Items like these are unfit for use under the classification the College Board originally assigned them because they target two different skills. As I mentioned on my September 26, 2016 post, if students get these items wrong, it is impossible to tell whether it is due to their inability to solve equations or their inability to evaluate expressions. Sadly, these enhanced items don’t promote best instructional practices, as the College Board aims to do.

In any case, the inclusion of these types of items results in SAT operational forms that are not:

  • Parallel psychometrically, as the pretest item statistics were invalidated when the College Board revised the items (and did not pretest them again) during operational form construction;
  • Parallel content-wise, as each operational form may contain several items that are misclassified or are beyond the scope of the SAT content specifications.

What does this mean? It means that the SATs are WORTHLESS; INDEFENSIBLY WORTHLESS.

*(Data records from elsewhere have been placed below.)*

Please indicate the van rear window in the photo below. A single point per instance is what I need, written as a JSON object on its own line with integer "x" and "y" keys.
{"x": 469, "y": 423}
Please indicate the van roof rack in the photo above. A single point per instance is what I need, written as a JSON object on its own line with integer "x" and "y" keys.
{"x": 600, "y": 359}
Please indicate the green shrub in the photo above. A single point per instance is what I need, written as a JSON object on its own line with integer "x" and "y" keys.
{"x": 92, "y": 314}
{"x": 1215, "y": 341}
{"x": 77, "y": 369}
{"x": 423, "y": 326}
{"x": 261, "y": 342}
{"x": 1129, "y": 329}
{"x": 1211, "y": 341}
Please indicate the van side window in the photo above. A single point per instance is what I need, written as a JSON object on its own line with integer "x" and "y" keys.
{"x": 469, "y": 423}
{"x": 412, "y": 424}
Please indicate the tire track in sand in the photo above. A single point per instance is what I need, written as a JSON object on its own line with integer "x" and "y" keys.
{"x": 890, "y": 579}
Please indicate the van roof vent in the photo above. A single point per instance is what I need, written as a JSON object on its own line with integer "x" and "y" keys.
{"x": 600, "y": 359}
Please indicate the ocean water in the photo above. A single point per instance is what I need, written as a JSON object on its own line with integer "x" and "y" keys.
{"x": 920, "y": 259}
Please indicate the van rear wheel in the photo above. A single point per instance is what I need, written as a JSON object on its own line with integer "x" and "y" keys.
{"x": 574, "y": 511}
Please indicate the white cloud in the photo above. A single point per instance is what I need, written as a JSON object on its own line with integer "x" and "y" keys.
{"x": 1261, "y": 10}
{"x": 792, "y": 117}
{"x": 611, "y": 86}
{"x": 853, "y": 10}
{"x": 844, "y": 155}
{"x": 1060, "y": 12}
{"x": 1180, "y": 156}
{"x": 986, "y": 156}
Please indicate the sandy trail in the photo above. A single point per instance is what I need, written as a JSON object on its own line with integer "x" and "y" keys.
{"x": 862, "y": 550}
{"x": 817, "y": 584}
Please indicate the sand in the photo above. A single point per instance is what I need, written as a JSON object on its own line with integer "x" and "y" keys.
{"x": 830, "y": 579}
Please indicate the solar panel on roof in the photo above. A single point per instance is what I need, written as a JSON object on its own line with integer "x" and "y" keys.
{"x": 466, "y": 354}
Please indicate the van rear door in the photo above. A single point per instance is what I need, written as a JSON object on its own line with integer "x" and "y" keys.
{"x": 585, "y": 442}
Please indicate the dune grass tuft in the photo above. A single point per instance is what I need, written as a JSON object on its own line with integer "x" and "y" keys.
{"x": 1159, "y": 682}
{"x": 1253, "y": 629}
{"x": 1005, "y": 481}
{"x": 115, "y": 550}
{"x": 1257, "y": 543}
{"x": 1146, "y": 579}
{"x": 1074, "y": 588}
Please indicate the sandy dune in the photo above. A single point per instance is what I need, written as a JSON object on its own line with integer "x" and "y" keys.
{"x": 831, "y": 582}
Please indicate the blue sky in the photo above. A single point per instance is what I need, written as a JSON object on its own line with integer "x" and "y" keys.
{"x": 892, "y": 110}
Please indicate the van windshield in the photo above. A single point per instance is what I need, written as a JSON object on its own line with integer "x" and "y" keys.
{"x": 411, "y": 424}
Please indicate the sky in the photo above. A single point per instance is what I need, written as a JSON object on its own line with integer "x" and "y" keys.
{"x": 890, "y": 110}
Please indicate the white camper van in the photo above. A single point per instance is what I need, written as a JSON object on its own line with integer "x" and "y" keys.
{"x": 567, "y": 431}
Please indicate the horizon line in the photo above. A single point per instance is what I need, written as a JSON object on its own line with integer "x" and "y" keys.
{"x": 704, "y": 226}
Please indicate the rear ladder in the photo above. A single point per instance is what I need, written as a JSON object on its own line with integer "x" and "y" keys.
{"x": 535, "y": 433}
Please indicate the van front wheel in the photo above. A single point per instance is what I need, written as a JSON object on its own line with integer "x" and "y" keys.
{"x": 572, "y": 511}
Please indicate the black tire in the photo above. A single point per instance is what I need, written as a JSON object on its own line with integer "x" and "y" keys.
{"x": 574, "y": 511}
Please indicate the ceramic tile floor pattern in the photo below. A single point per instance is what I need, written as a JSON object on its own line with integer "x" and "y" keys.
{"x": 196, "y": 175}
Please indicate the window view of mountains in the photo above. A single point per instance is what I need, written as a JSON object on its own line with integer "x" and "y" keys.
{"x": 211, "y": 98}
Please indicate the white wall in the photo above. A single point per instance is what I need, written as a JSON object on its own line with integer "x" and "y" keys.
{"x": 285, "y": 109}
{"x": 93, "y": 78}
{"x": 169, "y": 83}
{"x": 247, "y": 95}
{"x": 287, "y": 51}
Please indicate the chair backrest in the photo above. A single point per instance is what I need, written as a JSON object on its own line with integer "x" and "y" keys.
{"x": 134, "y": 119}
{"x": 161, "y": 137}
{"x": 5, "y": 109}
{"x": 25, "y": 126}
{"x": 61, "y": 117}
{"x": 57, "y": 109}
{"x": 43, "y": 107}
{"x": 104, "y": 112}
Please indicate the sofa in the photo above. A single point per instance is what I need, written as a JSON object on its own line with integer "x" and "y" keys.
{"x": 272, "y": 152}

Connecticut’s students, parents, teachers and public school deserve better.  Governor Malloy and Connecticut’s elected officials should immediately repeal the requirement that Connecticut students take the SAT and replace that mandate with an evaluation system that actually measures whether students are learning what is being taught in Connecticut’s classrooms.

  • R.L.

    A student’s grade point average may currently be the best indicator of college readiness, but that will be changing very soon. With all of the social promotion twisted in with differentiation and full inclusion, students grades are supposed to be dependent on a student working up to the best of their ability. A student with an IQ of 65 may get straight A’s because they colored well in their chemistry class. You can’t determine if the student earned a legitimate A doing a the “standard” chemistry work or if they got an A for a watered down version of the class because the teacher had to give “appropriate” material for a student who couldn’t do real chemistry by just looking at transcripts.
    It’s funny (not) that when it comes to sports, where it doesn’t matter, there is no differentiation. You make the team or you don’t. Heck, nobody lowered the baskets in gym class to compensate for my being vertically challenged (a politically correct term for short) when I came down the court with the ball. Yet in academics, where it counts, we move the baskets all over the place to make everyone who gives it a good go seem like a rocket scientist. It’s ruining the game for the guys who should go to the next level.